Incluso entre los prestatarios, por lo tanto, que no son precisamente las personas del mundo más famosas por su frugalidad, el número de los frugales e industriosos supera considerablemente al de los prógromos e ociosos.
Las únicas personas a quienes comúnmente se presta capital sin esperarse de ellas que hagan un uso muy provechoso del mismo son los caballeros rurales que piden prestado con garantía hipotecaria.
Incluso ellos rara vez piden prestado meramente para gastar. Lo que piden prestado, por así decirlo, suele estar gastado antes de que lo pidan prestado.
Por lo general, han consumido una cantidad tan grande de bienes, que les fueron adelantados a crédito por tenderos y comerciantes, que se ven en la necesidad de pedir prestado a interés para pagar la deuda.
El capital tomado en préstamo reemplaza los capitales de aquellos tenderos y comerciantes, los cuales los caballeros rurales no habrían podido reemplazar con las rentas de sus haciendas. No se pide prestado propiamente para ser gastado, sino para reemplazar un capital que ya había sido gastado antes.
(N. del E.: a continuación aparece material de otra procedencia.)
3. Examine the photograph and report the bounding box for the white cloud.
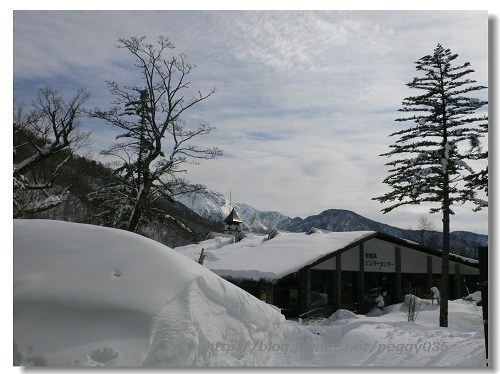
[12,10,489,234]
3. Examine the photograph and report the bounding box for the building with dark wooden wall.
[175,227,479,319]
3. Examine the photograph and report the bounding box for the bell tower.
[223,208,243,235]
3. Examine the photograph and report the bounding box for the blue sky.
[9,7,491,234]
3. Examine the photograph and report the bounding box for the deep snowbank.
[13,219,315,367]
[12,219,487,367]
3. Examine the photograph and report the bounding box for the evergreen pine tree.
[373,44,488,327]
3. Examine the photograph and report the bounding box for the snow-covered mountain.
[176,189,233,224]
[177,189,487,258]
[285,209,487,258]
[176,190,291,232]
[285,209,404,236]
[236,202,292,232]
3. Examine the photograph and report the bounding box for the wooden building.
[273,231,479,318]
[175,228,480,319]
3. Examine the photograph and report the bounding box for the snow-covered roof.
[176,229,480,280]
[306,227,332,235]
[174,231,376,280]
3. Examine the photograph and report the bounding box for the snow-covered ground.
[13,219,486,367]
[303,299,486,367]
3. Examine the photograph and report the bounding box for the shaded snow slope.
[13,219,316,367]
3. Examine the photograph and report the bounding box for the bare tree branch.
[89,36,222,231]
[13,87,90,218]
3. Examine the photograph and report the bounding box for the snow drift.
[13,219,315,367]
[12,219,487,367]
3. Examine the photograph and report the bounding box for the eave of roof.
[302,231,479,274]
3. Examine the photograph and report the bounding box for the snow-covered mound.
[399,294,440,313]
[13,219,315,367]
[463,291,481,302]
[323,309,360,324]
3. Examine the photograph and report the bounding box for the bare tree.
[417,215,437,247]
[89,36,222,232]
[13,87,90,218]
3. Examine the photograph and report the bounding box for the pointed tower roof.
[223,208,243,224]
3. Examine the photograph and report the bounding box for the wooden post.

Casi todos los préstamos a interés se hacen en dinero, ya sea en papel, o en oro y plata.
Pero lo que el prestatario realmente quiere, y lo que el prestamista realmente le proporciona, no es el dinero, sino el valor del dinero, o los bienes que este puede comprar.
- Si lo quiere como un fondo para el consumo inmediato, son solo aquellos bienes los que puede colocar en dicho fondo.
- Si lo quiere como un capital para emplear la industria, es únicamente a partir de esos bienes que se puede proveer a los industriosos de las herramientas, materiales y el sustento necesarios para llevar a cabo su labor.
Mediante el préstamo, el prestamista, por decirlo así, cede al prestatario su derecho a una cierta porción de la producción anual de la tierra y del trabajo del país, para que sea empleada como el prestatario mejor le plazca.
La cantidad de fondo, por lo tanto, o, como comúnmente se expresa, de dinero que puede prestarse a interés en cualquier país, no está regulada por el valor del dinero, ya sea papel o moneda, que sirve como instrumento de los diferentes préstamos hechos en ese país, sino por el valor de esa parte del producto anual que, tan pronto como sale de la tierra o de las manos de los trabajadores productivos, se destina no solo a reemplazar un capital, sino un capital tal que su propietario no tiene el cuidado de emplear por sí mismo.
Como tales capitales se prestan y devuelven comúnmente en dinero, constituyen lo que se llama el interés dinerario. Este es distinto, no solo del interés de la tierra, sino también de los intereses comerciales y manufactureros, ya que en estos últimos los propios propietarios emplean sus propios capitales.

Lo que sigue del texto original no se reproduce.